‘I don’t know whether you believe this paranoid bollocks—’
‘We know what’s going on!’ shouted Pippa.
‘Shut up. Nobody except the killer knew Quine was dead when you started stalking me. You followed me the day I found the body and I know you were following Leonora for a week before that. Why?’ And when she did not answer, he repeated: ‘Last chance: why did you follow me from Leonora’s?’
‘I thought you might lead me to where he was,’ said Pippa.
‘Why did you want to know where he was?’
‘So I could fucking kill him!’ yelled Pippa, and Robin was confirmed in her impression that Pippa shared Martin’s almost total lack of self-preservation.
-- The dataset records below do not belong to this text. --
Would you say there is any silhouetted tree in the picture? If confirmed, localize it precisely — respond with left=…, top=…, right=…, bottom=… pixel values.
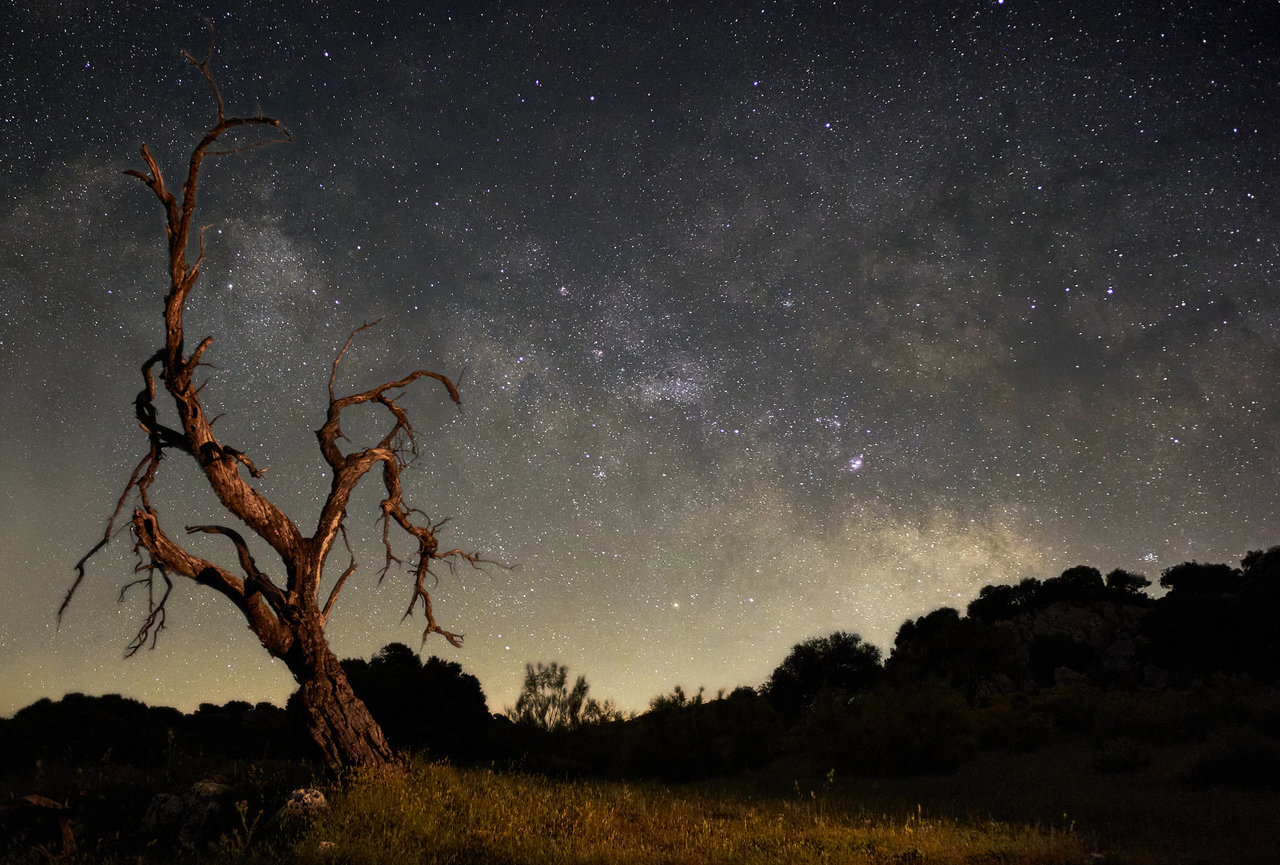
left=1160, top=562, right=1240, bottom=595
left=507, top=662, right=622, bottom=731
left=59, top=49, right=491, bottom=766
left=1036, top=564, right=1106, bottom=607
left=1106, top=568, right=1151, bottom=596
left=760, top=631, right=883, bottom=714
left=327, top=642, right=493, bottom=759
left=884, top=603, right=1023, bottom=700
‘And why did you want to kill him?’ asked Strike, as though she had said nothing out of the ordinary.
‘Because of what he did to us in that horrible fucking book! You know – you’ve read it – Epicoene – that bastard, that bastard—’
‘Bloody calm down! So you’d read Bombyx Mori by then?’
‘Yeah, of course I had—’
‘And that’s when you started putting shit through Quine’s letter box?’
‘Shit for a shit!’ she shouted.
‘Witty. When did you read the book?’
‘Kath read the bits about us on the phone and then I went round and—’
‘When did she read you the bits on the phone?’
‘W-when she came home and found it lying on her doormat. Whole manuscript. She could hardly get the door open. He’d fed it through her door with a note,’ said Pippa Midgley. ‘She showed me.’
‘What did the note say?’
‘It said “Payback time for both of us. Hope you’re happy! Owen.”’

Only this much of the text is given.